The proposal is expected to entail investments of $40 bn in the next two-three years and is likely to garner interest from SoftBank, Tesla and Panasonic.
NEW DELHI: The government is considering a plan to establish battery making capacity of 40 gigawatts (GW) to give a boost to its electrical vehicles and renewable energy initiatives, an official said.
It will ask states to compete for the opportunity to set up internationally competitive facilities that will also service global markets. Domestic and global battery makers will be asked to bid for setting up plants in the selected states.
The proposal is expected to entail investments of $40 billion in the next two-three years and is likely to garner interest from global battery manufacturing firms and renewable energy players such as SoftBank, Tesla and PanasonicNSE 6.63 %, a government official said.
The Centre is working on fiscal and non-fiscal measures to enable states to set up manufacturing units as competitive as those in China. Bids will be judged on the basis of land, incentives, power tariff discounts and regulatory and industrial support. Plants have to be competitive so that exports are commercially viable.
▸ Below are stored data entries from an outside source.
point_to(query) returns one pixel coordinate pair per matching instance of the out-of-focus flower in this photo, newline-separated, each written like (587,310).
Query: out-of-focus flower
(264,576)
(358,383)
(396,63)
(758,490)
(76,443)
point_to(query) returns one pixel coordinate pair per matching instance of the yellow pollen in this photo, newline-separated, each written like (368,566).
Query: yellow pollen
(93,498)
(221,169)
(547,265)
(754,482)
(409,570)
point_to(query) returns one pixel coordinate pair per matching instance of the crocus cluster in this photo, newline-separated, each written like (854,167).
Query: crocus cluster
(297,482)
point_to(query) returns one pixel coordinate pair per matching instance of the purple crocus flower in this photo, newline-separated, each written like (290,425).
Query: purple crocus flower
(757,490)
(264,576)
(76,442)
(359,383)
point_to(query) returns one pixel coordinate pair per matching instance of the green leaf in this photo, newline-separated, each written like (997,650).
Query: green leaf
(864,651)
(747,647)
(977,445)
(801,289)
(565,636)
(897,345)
The large-scale battery manufacturing proposal is aimed at making storage systems competitive in India so electric vehicle adoption becomes more viable.
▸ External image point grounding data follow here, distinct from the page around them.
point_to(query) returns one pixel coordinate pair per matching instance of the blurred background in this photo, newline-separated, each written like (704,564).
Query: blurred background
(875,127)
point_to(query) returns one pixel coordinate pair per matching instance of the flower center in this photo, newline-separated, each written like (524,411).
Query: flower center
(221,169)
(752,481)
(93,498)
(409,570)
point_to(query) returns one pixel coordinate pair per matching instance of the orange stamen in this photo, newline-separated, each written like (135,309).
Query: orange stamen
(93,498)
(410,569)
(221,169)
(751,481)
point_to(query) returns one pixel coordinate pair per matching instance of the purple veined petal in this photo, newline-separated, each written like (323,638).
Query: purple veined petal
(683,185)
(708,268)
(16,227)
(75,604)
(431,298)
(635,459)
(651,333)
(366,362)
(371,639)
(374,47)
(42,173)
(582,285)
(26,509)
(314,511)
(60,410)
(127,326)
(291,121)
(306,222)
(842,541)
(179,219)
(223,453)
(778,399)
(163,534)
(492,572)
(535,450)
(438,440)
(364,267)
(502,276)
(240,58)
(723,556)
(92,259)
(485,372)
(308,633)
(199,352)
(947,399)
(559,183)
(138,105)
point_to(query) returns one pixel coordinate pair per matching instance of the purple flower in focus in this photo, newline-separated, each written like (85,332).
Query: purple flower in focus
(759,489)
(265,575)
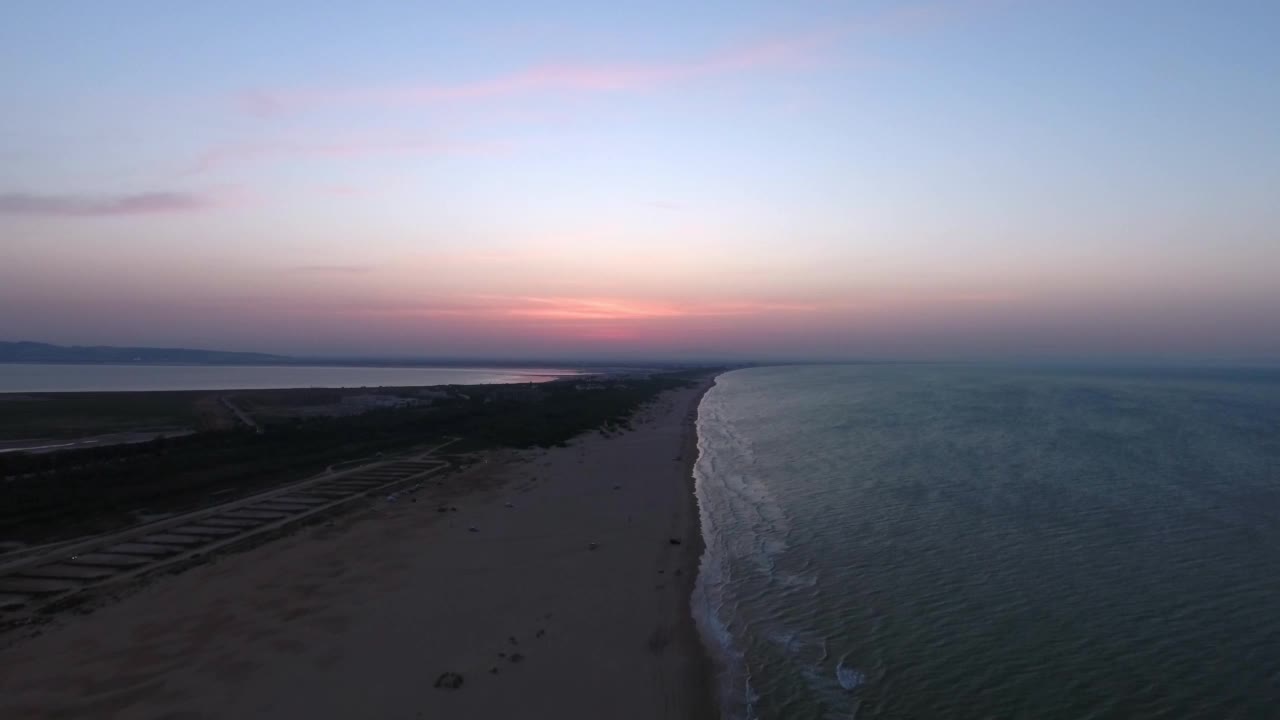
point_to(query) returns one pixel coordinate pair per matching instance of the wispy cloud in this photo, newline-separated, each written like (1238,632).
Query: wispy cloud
(333,269)
(238,153)
(101,205)
(585,310)
(790,51)
(666,205)
(560,78)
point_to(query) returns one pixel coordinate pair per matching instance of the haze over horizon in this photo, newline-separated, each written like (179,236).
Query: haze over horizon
(798,180)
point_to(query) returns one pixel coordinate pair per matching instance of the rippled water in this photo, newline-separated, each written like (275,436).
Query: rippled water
(918,542)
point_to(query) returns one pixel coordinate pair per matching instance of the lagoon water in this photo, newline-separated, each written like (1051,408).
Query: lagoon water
(101,378)
(959,542)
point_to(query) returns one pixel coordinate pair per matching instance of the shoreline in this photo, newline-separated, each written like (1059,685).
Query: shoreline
(703,677)
(556,588)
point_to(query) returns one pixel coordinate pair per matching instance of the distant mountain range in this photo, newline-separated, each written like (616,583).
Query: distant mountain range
(45,352)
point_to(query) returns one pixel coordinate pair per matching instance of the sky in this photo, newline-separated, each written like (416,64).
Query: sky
(748,180)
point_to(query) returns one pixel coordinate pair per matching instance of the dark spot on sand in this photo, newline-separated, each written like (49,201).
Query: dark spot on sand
(448,680)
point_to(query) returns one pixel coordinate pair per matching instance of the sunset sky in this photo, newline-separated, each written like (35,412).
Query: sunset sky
(803,178)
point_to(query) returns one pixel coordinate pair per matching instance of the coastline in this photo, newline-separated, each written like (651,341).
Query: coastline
(554,589)
(702,674)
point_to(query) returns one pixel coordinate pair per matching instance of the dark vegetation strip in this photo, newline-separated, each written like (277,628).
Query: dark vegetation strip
(99,488)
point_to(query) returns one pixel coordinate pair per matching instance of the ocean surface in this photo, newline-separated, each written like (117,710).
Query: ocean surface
(91,378)
(961,542)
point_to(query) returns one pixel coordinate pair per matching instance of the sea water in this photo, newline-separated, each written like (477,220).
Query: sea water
(954,542)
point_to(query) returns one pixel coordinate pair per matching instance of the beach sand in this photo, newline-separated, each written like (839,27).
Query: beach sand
(361,616)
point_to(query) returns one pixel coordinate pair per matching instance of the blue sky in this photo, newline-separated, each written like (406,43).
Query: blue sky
(776,180)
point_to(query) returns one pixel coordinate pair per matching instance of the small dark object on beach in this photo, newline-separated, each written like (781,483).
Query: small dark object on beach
(448,680)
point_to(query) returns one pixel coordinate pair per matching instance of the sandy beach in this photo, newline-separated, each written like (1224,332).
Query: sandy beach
(558,588)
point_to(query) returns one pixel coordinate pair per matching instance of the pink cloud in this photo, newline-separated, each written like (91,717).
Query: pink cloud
(794,51)
(580,310)
(338,147)
(103,205)
(562,77)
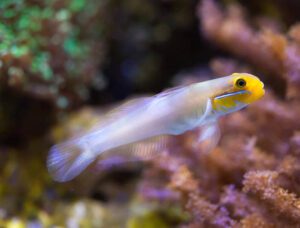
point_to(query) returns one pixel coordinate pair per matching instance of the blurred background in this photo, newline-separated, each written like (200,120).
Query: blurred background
(65,62)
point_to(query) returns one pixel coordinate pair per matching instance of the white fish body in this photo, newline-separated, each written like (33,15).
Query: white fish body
(169,113)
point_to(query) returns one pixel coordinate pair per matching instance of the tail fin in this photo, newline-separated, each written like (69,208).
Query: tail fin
(69,159)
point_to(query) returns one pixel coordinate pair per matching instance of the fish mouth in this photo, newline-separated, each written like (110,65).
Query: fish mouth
(232,93)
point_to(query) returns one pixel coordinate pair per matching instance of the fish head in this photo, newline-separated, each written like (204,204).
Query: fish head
(237,91)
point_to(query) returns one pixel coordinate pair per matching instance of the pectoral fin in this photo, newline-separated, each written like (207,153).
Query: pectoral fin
(209,136)
(134,152)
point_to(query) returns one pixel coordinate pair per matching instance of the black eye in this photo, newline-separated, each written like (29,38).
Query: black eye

Batteries and battery cells are imported from the likes of China and the US. With plans to add 175 GW renewable energy generation capacity by 2022 and ensure that 30% of India’s vehicles are electrically powered by 2030, the demand for battery storage is pegged at 300 GW.
“The Centre is exploring opportunities on how to make battery manufacturing at giga-scale happen quickly and in the shortest possible time because that is the crux of the entire growth, be it electric vehicles or new and renewable energy sources,” the government official said.
“The industry needs to have confidence to come forward, as there is huge requirement of battery storage,” said another official. “Even for just the FAME-II targets of e-vehicles, we will require 70 GW batteries in the next three years. A company that starts making them here can become a global leader rather than looking up to countries such as Vietnam, Korea or China.” The official urged India to first make batteries before moving on to cells.
Batteries consist of many cells packed together. Nearly a fifth of components for lithium-ion cells are not available locally.
The proposal is part of the National Mission on Transformative Mobility and Battery Storage approved by the Cabinet in March. An inter-ministerial steering committee chaired by Niti Aayog chief executive officer Amitabh Kant has been set up to promote clean mobility initiatives. This involves a phased manufacturing roadmap to implement large-scale battery module and pack assembly plants by 2019-2020, followed by integrated cell manufacturing by 2021-2022.
State officials welcomed the proposal but said the Centre needed to ponder challenges such as battery technologies, integration with existing EV makers and Chinese competition. “There are aspects other than financial incentives that help ground investments such as environmental clearances, other approvals, land bank, power tariffs,” a state official said on condition of anonymity. “Some are directly under state purview and the Centre needs to involve state departments.”